In an effort to strengthen conformity to laws and regulations, Congress passed the Federal Civil Penalties Inflation Adjustment Act Improvements Act of 2015, more commonly known as the Inflation Adjustment Act. The Act’s intent is to adjust civil monetary penalties for annual inflation. It’s safe to say that an action left unpunished will be (repeatedly) committed again in the future. By including an adjustment for inflation, monetary punishment will reduce the risk of further noncompliance with laws and regulations. Prior to the adjusted increase, many companies paid the penalties for violations since it was economically more beneficial than following the mandates. Increasing the penalties should have the intended outcome – hit ‘em where it hurts and there’s a better chance of conformity.
An area commonly overlooked by management and those charged with governance is the area of employee benefit plans, specifically ERISA-governed retirement plans. A lack of understanding in the fiduciary responsibilities of plan sponsors has led to an overall failure in monitoring plan activity and investment performance. This lack of oversight is the primary reason why participants are paying more in hidden fees, the investment platform is underperforming, and a general aura of “unpreparedness” surrounds participant retirement.
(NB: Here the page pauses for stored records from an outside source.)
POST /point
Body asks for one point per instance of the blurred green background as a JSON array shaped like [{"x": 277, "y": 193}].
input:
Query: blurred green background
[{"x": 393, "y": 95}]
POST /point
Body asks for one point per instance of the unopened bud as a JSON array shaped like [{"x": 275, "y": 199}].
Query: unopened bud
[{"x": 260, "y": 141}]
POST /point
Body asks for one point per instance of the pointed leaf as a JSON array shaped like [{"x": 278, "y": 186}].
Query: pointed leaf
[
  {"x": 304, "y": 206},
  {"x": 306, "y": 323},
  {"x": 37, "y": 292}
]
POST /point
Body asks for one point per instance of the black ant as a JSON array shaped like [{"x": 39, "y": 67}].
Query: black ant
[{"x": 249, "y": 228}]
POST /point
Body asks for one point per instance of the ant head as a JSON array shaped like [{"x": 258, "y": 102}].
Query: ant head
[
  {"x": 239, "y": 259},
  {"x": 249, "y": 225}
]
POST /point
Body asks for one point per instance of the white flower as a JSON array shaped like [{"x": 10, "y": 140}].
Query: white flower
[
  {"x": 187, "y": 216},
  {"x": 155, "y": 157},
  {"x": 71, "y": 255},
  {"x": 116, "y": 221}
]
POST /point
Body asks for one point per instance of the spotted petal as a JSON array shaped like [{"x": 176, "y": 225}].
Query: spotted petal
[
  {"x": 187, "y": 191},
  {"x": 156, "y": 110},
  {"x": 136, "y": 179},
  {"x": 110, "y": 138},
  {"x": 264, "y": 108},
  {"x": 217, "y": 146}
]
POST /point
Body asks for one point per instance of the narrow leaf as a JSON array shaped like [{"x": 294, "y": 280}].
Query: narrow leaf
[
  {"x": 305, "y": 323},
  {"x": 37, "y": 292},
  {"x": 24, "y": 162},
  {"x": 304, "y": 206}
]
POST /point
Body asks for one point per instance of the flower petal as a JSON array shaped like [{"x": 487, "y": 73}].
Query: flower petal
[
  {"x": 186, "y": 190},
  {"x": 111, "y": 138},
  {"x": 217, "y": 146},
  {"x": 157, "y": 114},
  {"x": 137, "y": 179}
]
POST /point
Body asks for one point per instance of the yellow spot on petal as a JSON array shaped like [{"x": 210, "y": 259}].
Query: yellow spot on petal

The lack of due care given by Plan Sponsors has not gone unnoticed by the Department of Labor (“DOL”). In an effort to follow suit, the Employee Benefits Security Administration (“EBSA”), the administrative arm of the DOL dedicated to administering, regulating, and enforcing the provisions of the Employee Retirement Income Security Act of 1974 (“ERISA”), published its own regulation that increases penalties as they relate specifically to employee benefit plans. Prior to the increase, penalties did not have the deterrent effect the federal government had hoped for. With the increase in retirement plan investigations spearheaded by EBSA, plan sponsors who have undergone such investigations have been slammed with crippling fees for violations, many of which are multiplied per day and by participant. These punitive damages have had the intended result with the targeted population; they have been conditioned into compliance. Those who fail to take heed will risk lining federal coffers. If you have an employee benefit plan, it’s no longer a question of “if” but rather “when” the plan will be investigated.
The updated penalties, which became effective August 1, 2016, apply to assessments after August 1, 2016 for those violations that occurred after November 2, 2015.